Todo se acaba y pone su confianza en tus manos, así que es mejor que uno encuentre
coartada razonable para “cubrir” ese tiempo en su vida.
Ambos sabían que todo era más profundo
que la propia operación encomendada. Por eso el Master mostraba a Nari
junto a él, frente a todos los poderosos reunidos allí, como muestra de
confianza, respeto y, de alguna manera, escenificación y testimonio del fin.
Concluía una época, huía hacia el Océano inmenso, el camino de los
descubridores que aguardaba fuera, y en su ocaso lo acompañaba una hermosa
puesta de sol que despedía a la grandeza de los imperios pasados.
Nari
iría a Malta una vez más. Según lo previsto se encontraría con el contacto en
el interior de Laskaris War Room. Si
no fuese posible ya se habían concertado un par de citas alternativas, una de
ellas en la Ciudad del Silencio, en
la isla de Gozo.
Los olores se mantienen en la alcoba, permanecerán
siempre porque están impregnados en las paredes y en los muebles. El aire
mezcla el tabaco y el yodo y, de nuevo, recorre la estancia austera y cálida,
como aquel atardecer camuflado de verano en el que, a veces, parecen percibirse
voces del pasado que quedaron encerradas en el escenario de su propia vivencia
para siempre.
Se
agita el humo de un cigarrillo que se consume y la penumbra va adueñándose sin
remisión de los ángulos y los recodos mientras Nari, que tiene la copa de vino entre las manos, acaba de relatar
aquella operación maltesa, de la que quedaron algunas buenas amistades en la Fatah palestina.
Cuando
regresa a las sombras de la habitación, lo hace con los ojos llorosos y
escupiendo en cada retazo de sus palabras una añoranza por su viejo Maestro, El Viajero, el hombre diplomático. Seguramente
fue el último de una raza de “perros” fogueados en tierras hostiles y
condiciones a las que hoy la tecnología y la evolución han allanado el terreno.
Pero
ahora, al fin, es alguien que nunca existió. Como sucedió con su anterior y
primer Gran Hombre, el iraní. Nunca
existieron salvo para el puñado de privilegiados que los conocieron.

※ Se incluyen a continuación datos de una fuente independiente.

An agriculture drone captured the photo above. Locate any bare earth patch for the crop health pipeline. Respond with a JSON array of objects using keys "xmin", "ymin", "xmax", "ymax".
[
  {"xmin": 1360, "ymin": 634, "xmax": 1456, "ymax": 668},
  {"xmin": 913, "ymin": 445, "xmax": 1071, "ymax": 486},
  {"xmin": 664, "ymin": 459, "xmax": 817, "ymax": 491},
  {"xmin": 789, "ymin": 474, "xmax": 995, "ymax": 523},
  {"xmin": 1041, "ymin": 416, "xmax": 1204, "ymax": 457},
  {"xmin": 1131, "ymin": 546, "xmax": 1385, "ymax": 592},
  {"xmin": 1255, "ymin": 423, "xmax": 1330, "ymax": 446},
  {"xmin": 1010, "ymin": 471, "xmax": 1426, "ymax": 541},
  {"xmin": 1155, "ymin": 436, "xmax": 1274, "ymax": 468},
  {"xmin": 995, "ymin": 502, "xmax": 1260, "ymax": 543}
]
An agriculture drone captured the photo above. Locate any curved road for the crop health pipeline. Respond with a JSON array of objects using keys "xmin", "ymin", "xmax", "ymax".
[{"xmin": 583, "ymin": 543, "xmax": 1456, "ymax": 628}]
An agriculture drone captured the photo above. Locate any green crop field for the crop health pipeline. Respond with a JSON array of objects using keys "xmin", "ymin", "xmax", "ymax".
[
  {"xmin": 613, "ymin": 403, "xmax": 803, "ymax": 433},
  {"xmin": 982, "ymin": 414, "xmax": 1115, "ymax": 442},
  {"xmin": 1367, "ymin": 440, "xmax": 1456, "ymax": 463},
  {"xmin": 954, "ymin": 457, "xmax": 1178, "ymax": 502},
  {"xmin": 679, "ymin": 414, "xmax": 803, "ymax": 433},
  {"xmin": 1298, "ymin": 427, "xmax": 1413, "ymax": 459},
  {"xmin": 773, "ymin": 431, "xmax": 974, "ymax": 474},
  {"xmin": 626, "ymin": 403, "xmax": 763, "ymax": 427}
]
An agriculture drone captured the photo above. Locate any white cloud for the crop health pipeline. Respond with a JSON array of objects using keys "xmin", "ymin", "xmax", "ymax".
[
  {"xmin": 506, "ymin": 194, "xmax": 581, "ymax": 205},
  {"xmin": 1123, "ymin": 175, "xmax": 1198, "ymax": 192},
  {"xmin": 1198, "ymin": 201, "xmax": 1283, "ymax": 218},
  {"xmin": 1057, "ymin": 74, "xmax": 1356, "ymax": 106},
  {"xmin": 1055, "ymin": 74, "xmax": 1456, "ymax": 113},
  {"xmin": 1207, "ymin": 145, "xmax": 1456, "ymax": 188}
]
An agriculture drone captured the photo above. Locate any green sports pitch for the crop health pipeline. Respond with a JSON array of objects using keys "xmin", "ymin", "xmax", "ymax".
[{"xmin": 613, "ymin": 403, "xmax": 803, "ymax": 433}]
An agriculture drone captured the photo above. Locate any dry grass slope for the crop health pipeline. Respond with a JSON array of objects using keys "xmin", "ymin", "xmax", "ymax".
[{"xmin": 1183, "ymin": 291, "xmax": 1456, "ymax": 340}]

Nari hace una pausa y cierra los ojos mientras bebe un largo trago de vino
blanco, muy frio y griego. Ahora ninguno de ellos está. Su último Gran Hombre murió después de la Navidad,
en España. Cumpliendo su voluntad, las cenizas fueron esparcidas por distintos
y distantes lugares de África para que no existiera tumba de aquel que quiso
ser de muchos sitios.
Los
segundos reflexivos se alargan y parece que estuviese haciendo un esfuerzo
mental para aflojar la presión que soporta aquel cerebro comprimido por tanto pus que debe supurar. Posiblemente
por eso había preferido desaparecer durante un tiempo indefinido, hasta que un
día alguien, sin esperarlo, vuelva a saber de él por casualidad.
También
por ese motivo allí estaba, aprendiendo a vivir la vida de forma diferente. En
aquella especie de trance encontró en esa casa el recogimiento, la soledad y el
silencio para escuchar las voces del pasado, para despedirse entre memoria y
olores de bazar.
Para desear buen viaje a aquellos que
se fueron un día, pero dejaron olvidado el “adiós” deseado flotando en el
último instante.
Quizás
por cosas así él parecía sentirse cómodo allí, reconfortado por la brisa
atlántica, en algún lugar de una Lisboa que se abre al Gran Azul y se tiñe de romanticismo y fado al atardecer.
Con
el paso de las horas la noche ha alcanzado a engancharse como una telaraña en
una esquina de la ventana. Hace unos minutos que todo está en silencio, los
mismos que hace que Nari se quedó
dormido, vencido por la tensión y las emociones. En
sus sueños peleará por volver a comenzar, y así será si resiste. Al final todo
volverá a una génesis distinta, que sumada a las anteriores formará el libro de
la vida, con sus aciertos y sus errores.